Başbakanlık Müsteşarı iken Özal'ın talimatıyla MGK gündemini ve evrakını didik didik eder, gördüğüm yanlışlıkları ve terslikleri Özal'a anlatırdım. Bu uygulamaya bakanlıklarım sırasında da devam ettik. 1988'de Millî Eğitim Bakanlığım sırasında, MİT Müsteşarlığı'nın mûtad bilgi raporunda şunların yazılı olduğunu görünce hem kahkahalarla güldüm hem de kızdım. Raporun Fethullahçı grupla ilgili değerlendirmesinde, Fethullahçıların Humeynî yanlısı oldukları ve silâhlı terör grupları oluşturarak İslâm Devrimi hazırlıkları yaptıkları yazılıydı.
Doğruca rahmetli Özal'a koşup durumu anlattım.

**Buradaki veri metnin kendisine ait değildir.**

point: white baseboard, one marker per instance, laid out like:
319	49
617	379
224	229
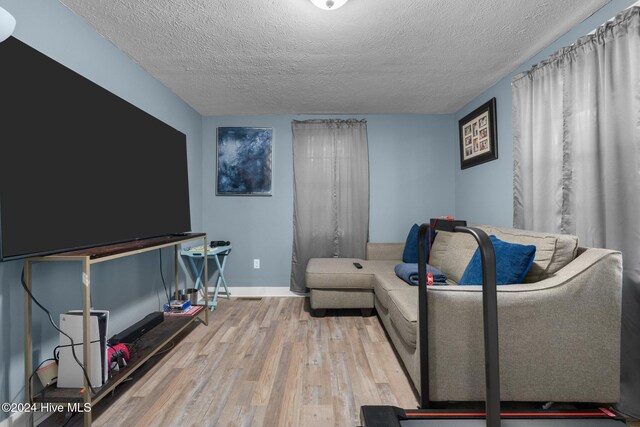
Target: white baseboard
21	419
257	291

Çok sinirlendi; daha önce de sık sık aramızda yaptığımız gibi, 'Sen üzerlerine git, duruma göre gerekirse ben de konuşurum' dedi.
Evren'in başkanlığında yapılan MGK toplantısında, önce MİT Müsteşarı raporunu okudu. Ben söz alarak Fethullah Gülen grubunu yakînen tanıdığımı, grubun Humeynî rejiminin karşısında olduğunu, terör ve silâhla ilgilerinin bulunmadığını ve raporda yazılanların doğru olmadığını kesin bir dille ifade ettim. Bunun üzerine Müsteşar klâsik bir itiraz şekliyle 'Ama elimizde bantlar var' cevabını verince, 'Burası devletin en üst kurullarından biridir. Varsa çıkarsın bantları da biz de müstefîd olalım' dedim. Bu arada müdahale vaktinin geldiğini gören Özal da beni destekleyerek raporu sert şekilde eleştirdi. Olan biten karşısında çok bozulan Evren, hırsını Müsteşar'dan aldı ve Gülen Grubu hakkındaki gerçeğe aykırı beyanlar rapordan çıkarıldı.